Martin CJ first considered the position at common law, noting that it was well established at common law that an individual has the right to determine what should be done to his or her own body. This right gave rise to the legal requirement to obtain the informed consent of the patient before any medical treatment can be undertaken lawfully. He went on to state:
The corollary of that requirement is that an individual of full capacity is not obliged to give consent to medical treatment, nor is a medical practitioner or other service provider under any obligation to provide such treatment without consent, even if the failure to treat will result in the loss of the patient’s life.
Martin CJ then went on to consider the application of section 262 of the Criminal Code (WA) which provides that it is the duty of every person who has the charge of another person to provide for that other person “the necessaries of life”. He held that this provision did not impose a duty on a treating medical practitioner to provide nutrition and hydration to a patient in the face of the patient’s express refusal of consent. In other words, section 262 does not override the common law principle that a competent patient can choose to withhold consent to any form of medical treatment even where the refusal of treatment will result in death.

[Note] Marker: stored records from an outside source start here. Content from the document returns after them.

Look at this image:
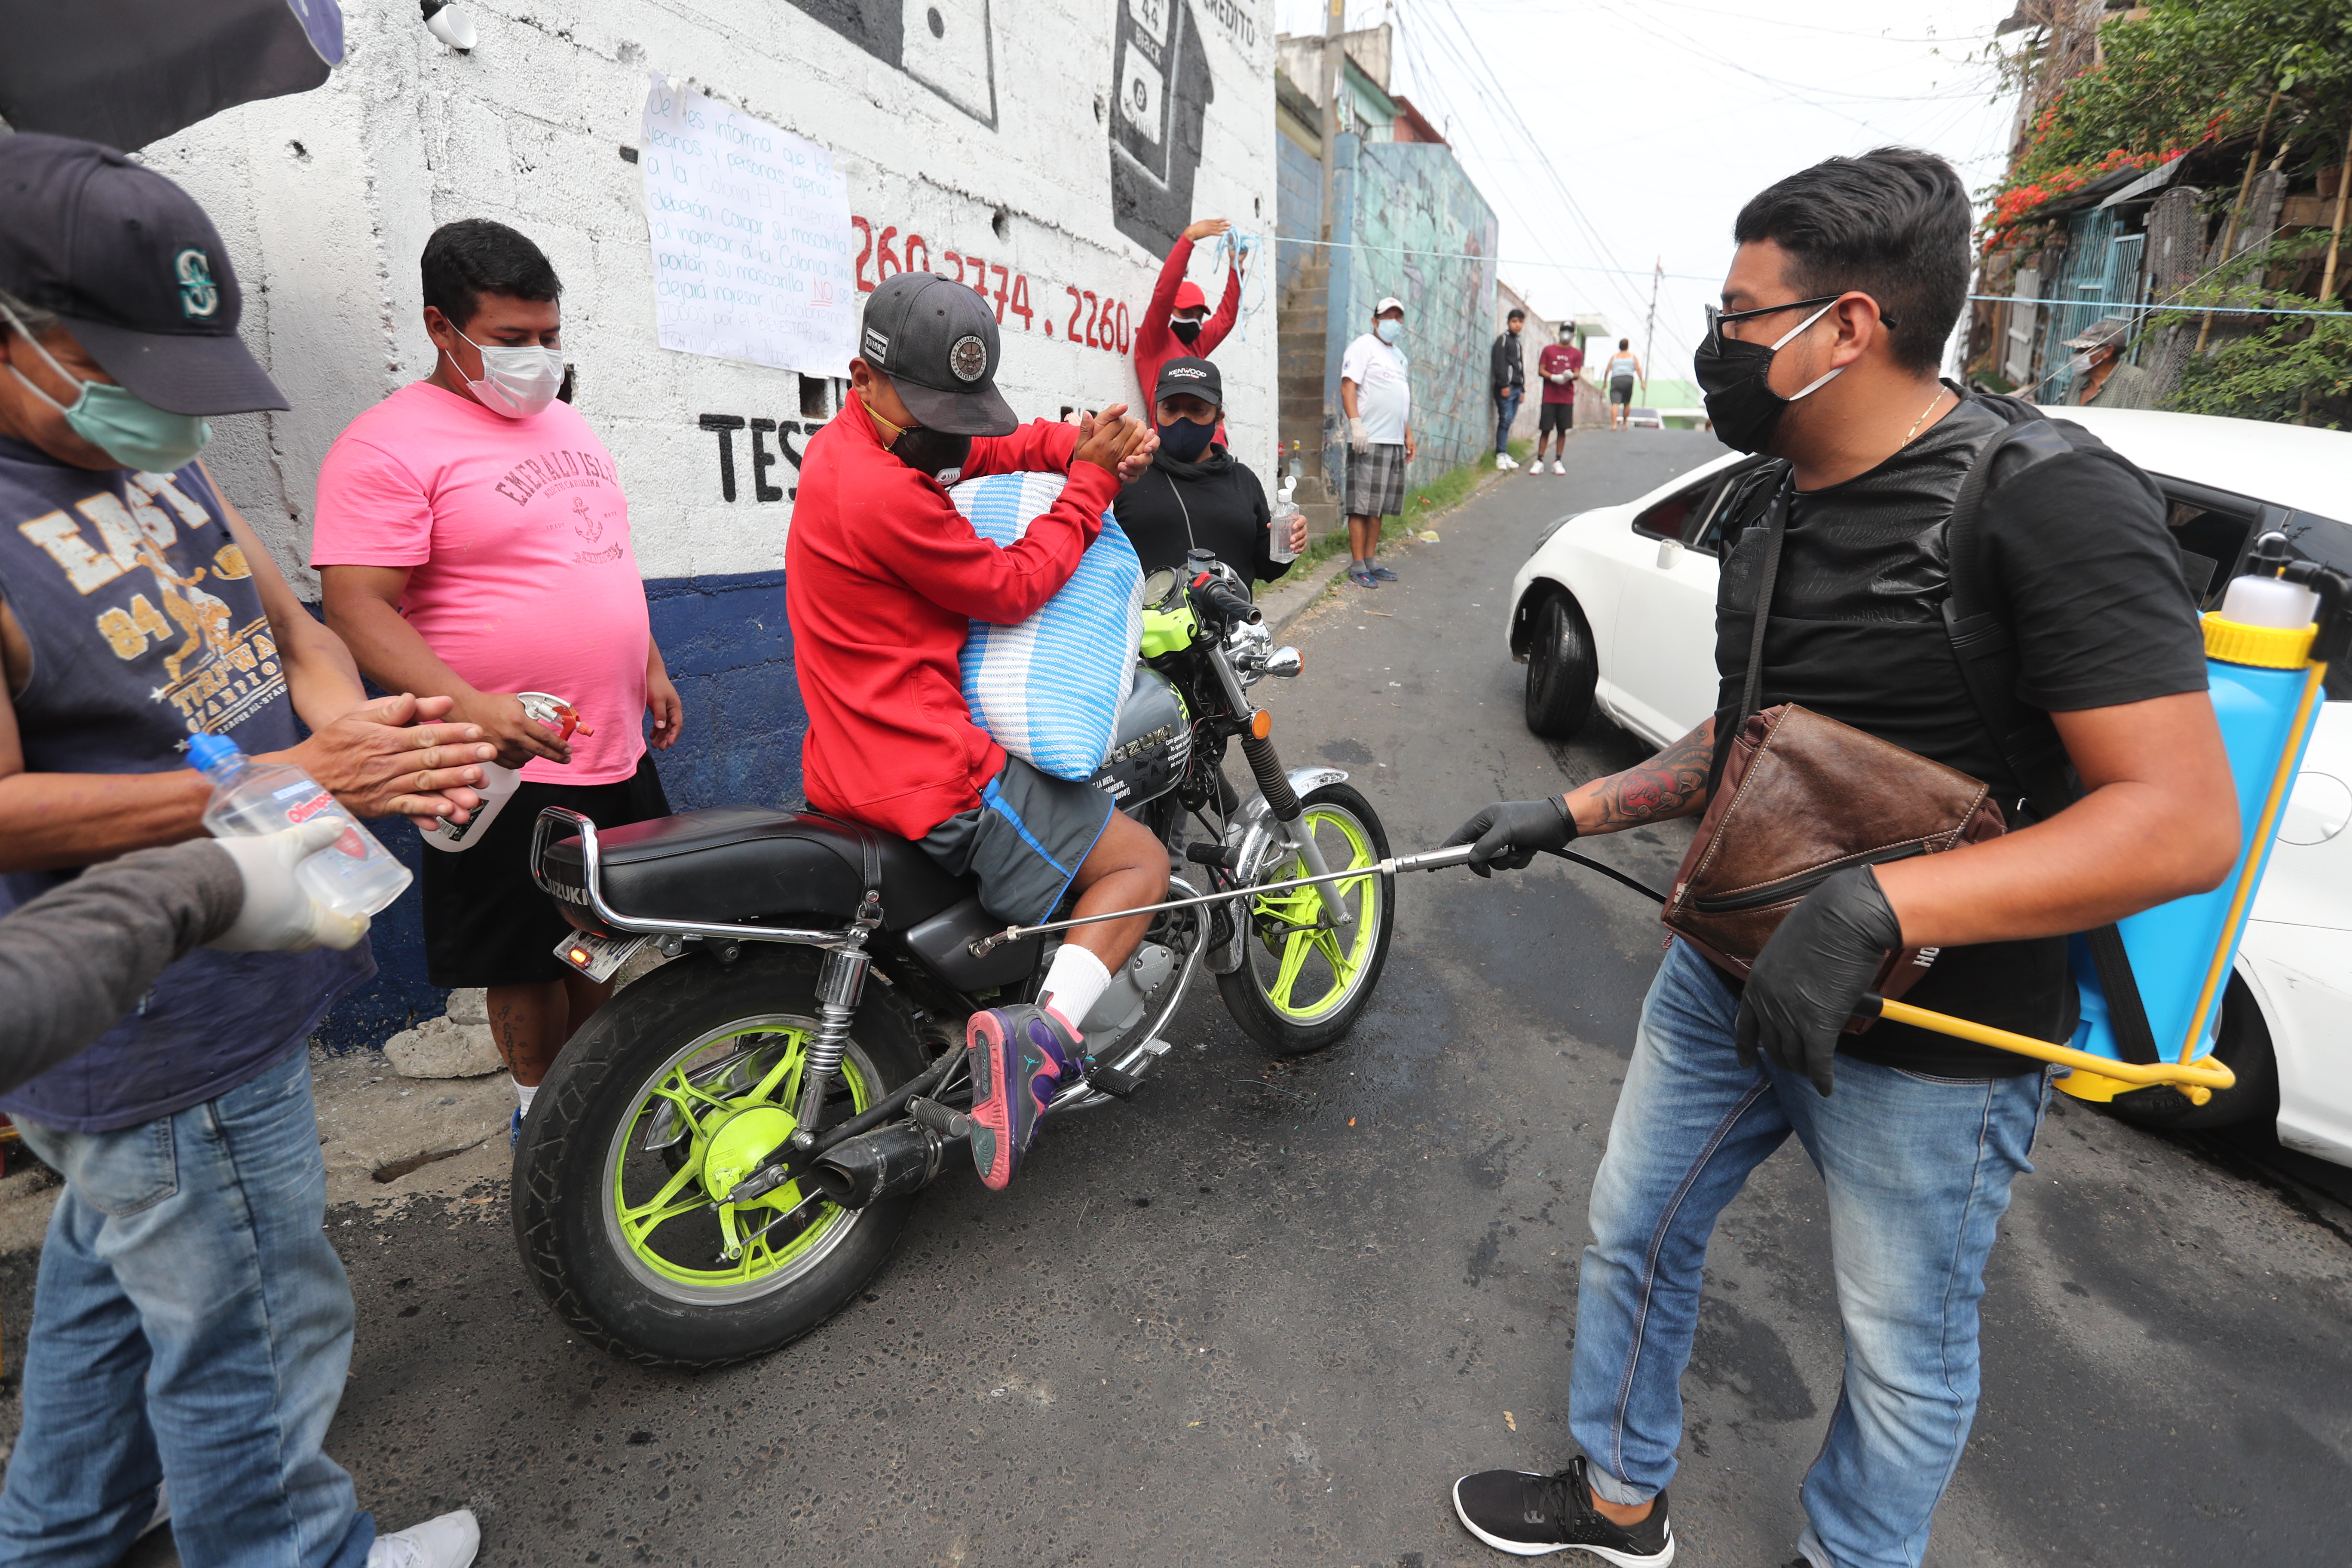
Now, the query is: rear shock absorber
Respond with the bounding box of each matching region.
[793,943,870,1132]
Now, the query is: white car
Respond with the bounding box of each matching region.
[1504,408,2352,1165]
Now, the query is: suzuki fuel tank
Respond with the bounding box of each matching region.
[1089,666,1189,807]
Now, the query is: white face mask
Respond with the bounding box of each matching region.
[448,325,564,419]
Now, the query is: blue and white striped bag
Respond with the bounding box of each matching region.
[951,471,1144,780]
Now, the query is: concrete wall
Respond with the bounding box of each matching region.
[141,0,1277,1047]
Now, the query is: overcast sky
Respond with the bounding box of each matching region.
[1269,0,2024,385]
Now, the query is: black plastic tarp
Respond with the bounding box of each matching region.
[0,0,343,152]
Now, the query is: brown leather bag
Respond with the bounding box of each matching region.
[1660,471,2007,1019]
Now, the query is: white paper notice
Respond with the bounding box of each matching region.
[638,77,856,374]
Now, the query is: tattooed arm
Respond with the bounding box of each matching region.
[1565,717,1715,834]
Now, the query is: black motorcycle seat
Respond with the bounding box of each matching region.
[545,806,971,932]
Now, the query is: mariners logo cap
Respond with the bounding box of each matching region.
[857,271,1018,436]
[1152,355,1221,408]
[0,133,286,416]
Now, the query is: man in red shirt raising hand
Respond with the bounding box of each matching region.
[789,273,1164,1192]
[1133,218,1243,417]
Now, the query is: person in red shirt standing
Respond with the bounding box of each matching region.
[1533,324,1584,475]
[1133,217,1243,416]
[790,273,1164,1192]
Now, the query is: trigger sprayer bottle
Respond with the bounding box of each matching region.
[419,691,589,852]
[2064,533,2345,1098]
[188,734,412,918]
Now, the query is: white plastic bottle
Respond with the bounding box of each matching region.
[188,734,412,918]
[417,691,585,852]
[1269,475,1302,566]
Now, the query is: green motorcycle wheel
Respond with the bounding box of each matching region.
[1216,781,1396,1056]
[513,943,929,1368]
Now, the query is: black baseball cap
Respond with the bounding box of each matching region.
[1152,355,1222,408]
[0,134,285,416]
[857,272,1017,436]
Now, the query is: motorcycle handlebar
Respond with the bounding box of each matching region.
[1191,573,1262,625]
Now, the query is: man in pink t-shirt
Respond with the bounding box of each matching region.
[314,220,682,1130]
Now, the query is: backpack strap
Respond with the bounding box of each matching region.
[1942,398,2161,1064]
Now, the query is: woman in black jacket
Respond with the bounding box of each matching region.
[1113,356,1306,594]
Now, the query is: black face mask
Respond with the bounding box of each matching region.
[1170,318,1203,347]
[1693,297,1846,454]
[889,425,973,485]
[1156,417,1215,463]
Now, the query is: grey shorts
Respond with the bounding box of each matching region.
[1345,441,1407,518]
[919,754,1116,925]
[1610,376,1636,405]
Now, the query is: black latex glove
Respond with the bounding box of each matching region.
[1733,866,1903,1097]
[1442,797,1577,878]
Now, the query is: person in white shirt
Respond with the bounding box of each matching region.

Martin CJ concluded that Brightwater would not be criminally responsible for any consequences to the life or health of Mr Rossiter caused by ceasing to administer nutrition and hydration to him, if this was done in accordance with his express and informed consent. His Honour expressed some concern as to whether Mr Rossiter had been given sufficient information to appreciate fully all the consequences of his decision to refuse nutrition and hydration, and therefore directed that he be given further advice by an appropriately qualified medical practitioner about these consequences. It was held that if Mr Rossiter then maintained his wish to refuse nutrition and hydration and this wish was complied with, no issue of liability would arise for Brightwater or the treating medical practitioners.
Because there have been only a small number of previous decisions in Australia that have considered the right to refuse medical treatment, these two decisions provide helpful and much-needed confirmation of the legal position. The fact that neither case involved a patient with an otherwise terminal illness makes it clear that the autonomy of the patient prevails over other considerations as long as the patient is fully competent and able to make a free and informed decision. The recognition of a written advance directive as a valid expression of the patient’s wishes should also reassure doctors that it is both appropriate and lawful to follow an advance directive as long as it is written in clear and unambiguous terms.